Senator Rubio recalls Gadhafi’s fate as US threats mount on Maduro

  25 February 2019    Read: 2452
Senator Rubio recalls Gadhafi’s fate as US threats mount on Maduro

U.S. Senator Marco Rubio (R-FL) on Sunday sent a veiled threat to Venezuelan President Nicolas Maduro, tweeting photos of slain Libyan leader Muammar Gadhafi, who was deposed in a U.S.-backed, NATO-led intervention.

Without adding any text, Rubio shared two photos of Gadhafi, the first of him in power and the second of him being violently lynched in the streets in 2011.

The images were apparently meant for Maduro, coming hours after Secretary of State Mike Pompeo said the Venezuelan administration's "days are numbered," suggesting that the people would depose their elected leader.

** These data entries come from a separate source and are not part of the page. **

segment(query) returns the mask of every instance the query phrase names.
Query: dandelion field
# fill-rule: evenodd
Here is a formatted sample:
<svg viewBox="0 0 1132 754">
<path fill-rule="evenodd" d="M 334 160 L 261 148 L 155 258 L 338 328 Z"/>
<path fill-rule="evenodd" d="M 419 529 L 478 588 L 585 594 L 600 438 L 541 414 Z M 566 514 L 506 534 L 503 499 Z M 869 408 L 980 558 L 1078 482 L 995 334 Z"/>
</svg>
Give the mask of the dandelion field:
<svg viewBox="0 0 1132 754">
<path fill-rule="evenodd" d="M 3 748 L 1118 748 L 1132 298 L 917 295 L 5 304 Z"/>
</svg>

Rubio's last tweet before the Gaddafi photos featured headlines from around the world condemning Maduro, shared with the hashtag "#MaduroCrimeFamily."

Rubio, a Florida senator of Cuban descent, has been an influential figure on Venezuela policy in Washington, and one of the loudest voice supporting Venezuelan opposition leader Juan Guaido, who declared himself interim leader of the country last month. His electorate mainly consisted of Cuban and other Latin American emigres with strong resentment towards socialist governments, and Rubio is known for his hawkish stance against Havana, one of Maduro's key allies.


Gadhafi's brutal ouster has not been followed by peace or stability in Libya, but some U.S. politicians, including Rubio, considered the operation a success.

"We came, we saw, he died," then-Secretary of State Hillary Clinton said of Gaddafi's demise.

Rubio, at the time, also voiced support for the U.S. intervention in Libya, and apparently, still views it positively. Since then, Libya has been locked in a civil war that killed thousands of people and divided the country between two rival governments in Tripoli and Tobruk, in addition to numerous armed militant groups with some pledging allegiance to Daesh.

A foreign policy adviser for Democratic Sen. Bernie Sanders, Matt Duss, responded to Rubio's tweet Sunday by retorting: "While tweeting this is deeply sick, it does work as an outstanding argument against US-backed regime change."

Other policy experts voiced their distress over the tweet's sentiment, mentioning Iraq and Syria alongside Libya as examples of disastrous U.S. military interventions.

"You really have to be a special breed of warmongering, interventionist loon to think this tweet is a good idea. Or to think Libya, Iraq, Syria etc were good and should be repeated," political strategist Doug Stafford tweeted.